Mae looked to see if Amanda was starting up their fight again, but no. She was just—saying something she thought was true. Something Mae had thought was true, too, up until just now.

“I get what I go after,” she said slowly. “But that doesn’t mean I go after what I want. I go after—the opposite of Mom. Just like you, I guess. Frannie’s, Nancy, Frank’s whole family—they were not this. For me, it was school, New York, organizing, being famous for being neat and clean”—oh God, it really was funny—“the opposite of our whole life, right? And in the end we’re both still just being pushed around by Mom’s mess.”

Amanda sighed. “What are we going to do? About Mom, I mean.”

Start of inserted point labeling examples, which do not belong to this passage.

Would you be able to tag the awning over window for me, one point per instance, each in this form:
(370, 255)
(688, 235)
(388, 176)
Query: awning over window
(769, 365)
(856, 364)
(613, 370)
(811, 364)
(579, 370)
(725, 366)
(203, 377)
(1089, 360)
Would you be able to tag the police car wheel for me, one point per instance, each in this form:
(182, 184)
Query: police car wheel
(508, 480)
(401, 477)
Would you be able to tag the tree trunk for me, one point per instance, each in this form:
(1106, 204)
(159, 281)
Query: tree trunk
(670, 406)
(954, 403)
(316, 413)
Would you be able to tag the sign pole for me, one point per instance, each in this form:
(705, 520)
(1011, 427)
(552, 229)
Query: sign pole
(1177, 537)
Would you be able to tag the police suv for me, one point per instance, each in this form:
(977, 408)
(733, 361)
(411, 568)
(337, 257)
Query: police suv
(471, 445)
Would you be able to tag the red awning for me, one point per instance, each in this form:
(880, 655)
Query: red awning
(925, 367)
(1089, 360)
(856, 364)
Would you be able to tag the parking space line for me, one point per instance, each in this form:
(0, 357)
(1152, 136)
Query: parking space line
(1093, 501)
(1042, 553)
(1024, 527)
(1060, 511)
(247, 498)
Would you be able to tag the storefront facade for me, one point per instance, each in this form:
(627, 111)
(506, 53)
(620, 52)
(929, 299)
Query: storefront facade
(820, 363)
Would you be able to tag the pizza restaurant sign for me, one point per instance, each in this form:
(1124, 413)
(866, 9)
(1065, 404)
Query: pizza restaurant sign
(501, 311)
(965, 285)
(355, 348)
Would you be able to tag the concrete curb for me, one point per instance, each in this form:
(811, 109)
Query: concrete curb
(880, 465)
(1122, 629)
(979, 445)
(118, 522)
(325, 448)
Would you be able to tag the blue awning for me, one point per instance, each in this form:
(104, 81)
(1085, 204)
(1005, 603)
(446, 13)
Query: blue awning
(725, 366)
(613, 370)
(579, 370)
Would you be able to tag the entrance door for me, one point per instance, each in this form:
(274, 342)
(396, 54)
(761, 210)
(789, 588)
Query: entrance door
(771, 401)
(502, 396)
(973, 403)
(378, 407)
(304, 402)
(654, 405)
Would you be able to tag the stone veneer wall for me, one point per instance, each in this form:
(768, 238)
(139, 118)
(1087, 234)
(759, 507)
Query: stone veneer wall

“I don’t know. I know it’s big, but I don’t want it to be big. I think—it’s going to take both of us to deal with it.” And that was exactly what she wasn’t ready to talk about right now. She rushed on. “But first, we really have to figure out about Frannie’s—the recipe!” Mae got up and scurried back through Mimi’s, returning with the recipe in her hand. “Not something we want to lose.”

“Yeah,” said Amanda. “I kind of wanted to, though. At first. Just for a minute. I hate that Frank must have known.”

Mae did, too. But Frank was gone, and there was no point in worrying about that. “He just did what his parents did, you know? It’s one or the other. You go along with them, or you run like hell.”

“What his dad did,” Amanda said firmly. “Nancy didn’t know. And she’s trying to help now. With Mom’s house.”